Monday, September 10, 2012

9.10

I put it down the instant I heard the knock on the door. I held my breath.  I could feel him, as if he was standing in the back of my skull.
I slowly exhaled, feeling my lungs sink in my chest. I swung my feet over the side of my bed and quickly took another breath before putting my things in the drawer of my side-table.
He was still knocking.
I could feel him reaching down my spine now, controlling my legs as they moved noiselessly over the ground. When I came within reach of the door, he stopped, but I could hear him breathing. Pain radiated around my ribs. I could hear the sobs. I stood there, shocked by the sudden sensation of suffering. His breath was familiar and sobering, a sound I hated.
At the sound of my unlocking, he left me. I was once again aware of blankets lifting me and holding me. I knew I was protected.
He came in and walked immediately to my bathroom. I went to the kitchen for water, and then to the hallway, where I leant in a doorframe and watched him. It felt like a movie. His suffering.
He turned to me, over his bowl of sick, and pierced my glass with his eyes like ice melting in embers.
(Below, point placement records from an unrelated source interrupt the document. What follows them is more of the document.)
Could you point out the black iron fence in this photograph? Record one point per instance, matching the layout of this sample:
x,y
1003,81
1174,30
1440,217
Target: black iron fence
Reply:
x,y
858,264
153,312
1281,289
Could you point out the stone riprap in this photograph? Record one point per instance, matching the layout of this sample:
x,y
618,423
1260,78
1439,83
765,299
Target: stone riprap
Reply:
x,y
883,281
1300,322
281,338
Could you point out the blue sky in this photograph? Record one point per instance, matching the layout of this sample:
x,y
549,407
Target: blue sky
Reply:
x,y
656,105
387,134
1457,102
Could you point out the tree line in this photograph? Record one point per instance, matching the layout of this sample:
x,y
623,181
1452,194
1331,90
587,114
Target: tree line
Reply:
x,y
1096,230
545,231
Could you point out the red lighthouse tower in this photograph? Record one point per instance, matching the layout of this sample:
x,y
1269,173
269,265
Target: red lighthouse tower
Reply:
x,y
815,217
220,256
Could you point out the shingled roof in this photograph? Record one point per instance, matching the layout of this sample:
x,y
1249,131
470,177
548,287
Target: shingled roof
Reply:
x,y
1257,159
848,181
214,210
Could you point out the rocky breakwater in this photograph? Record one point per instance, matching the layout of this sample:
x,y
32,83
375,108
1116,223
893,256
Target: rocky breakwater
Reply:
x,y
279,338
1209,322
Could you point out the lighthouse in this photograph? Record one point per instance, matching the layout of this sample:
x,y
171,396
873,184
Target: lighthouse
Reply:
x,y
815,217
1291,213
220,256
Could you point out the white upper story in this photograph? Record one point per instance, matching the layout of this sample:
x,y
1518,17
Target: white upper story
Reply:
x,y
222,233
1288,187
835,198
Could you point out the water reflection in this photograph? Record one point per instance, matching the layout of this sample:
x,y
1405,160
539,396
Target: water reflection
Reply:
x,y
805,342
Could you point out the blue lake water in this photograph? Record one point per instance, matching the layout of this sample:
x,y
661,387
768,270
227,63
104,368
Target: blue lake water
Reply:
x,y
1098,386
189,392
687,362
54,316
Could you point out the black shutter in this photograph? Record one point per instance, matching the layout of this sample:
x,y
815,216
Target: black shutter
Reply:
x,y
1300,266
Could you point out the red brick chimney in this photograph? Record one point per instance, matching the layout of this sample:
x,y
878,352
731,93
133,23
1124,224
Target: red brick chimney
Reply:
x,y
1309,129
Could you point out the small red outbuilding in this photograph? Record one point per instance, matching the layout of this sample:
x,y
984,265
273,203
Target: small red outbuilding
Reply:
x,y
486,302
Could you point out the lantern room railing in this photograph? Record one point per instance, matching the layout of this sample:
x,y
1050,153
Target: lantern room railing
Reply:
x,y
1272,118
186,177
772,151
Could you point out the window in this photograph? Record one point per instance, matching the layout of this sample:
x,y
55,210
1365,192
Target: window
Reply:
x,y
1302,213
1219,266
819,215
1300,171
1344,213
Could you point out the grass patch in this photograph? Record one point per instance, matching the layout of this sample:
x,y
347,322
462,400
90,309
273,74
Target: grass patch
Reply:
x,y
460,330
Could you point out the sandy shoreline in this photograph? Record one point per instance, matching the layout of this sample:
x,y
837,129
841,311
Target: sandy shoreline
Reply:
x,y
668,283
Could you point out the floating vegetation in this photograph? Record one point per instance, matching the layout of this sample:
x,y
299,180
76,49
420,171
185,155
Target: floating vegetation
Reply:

I handed him my water and left as I heard him swallow, vomit and cough.
Back in the confines of my kitchen, I sank below my sink, crouched on the floor, and prayed.
I said Universe,
If you have made me thus
and him my equal
why are we not equally forgiven?
The stove responded in silence. The refrigerator dripped the song of leaking sorrow. And I knew this was the end.
As his breathing begun to rattle, I bathed him with a cloth, dressed him in my old lover's clothes, and brought him to bed. I told him of my mother and how she would lay beside me and tell me these stories and how I couldn't remember them or much of anything anymore and that I was worried. He rasped a response, but I don't remember much of that either.
We lay there until morning, his hand in mine.
I left when he did, but we didn't say goodbye.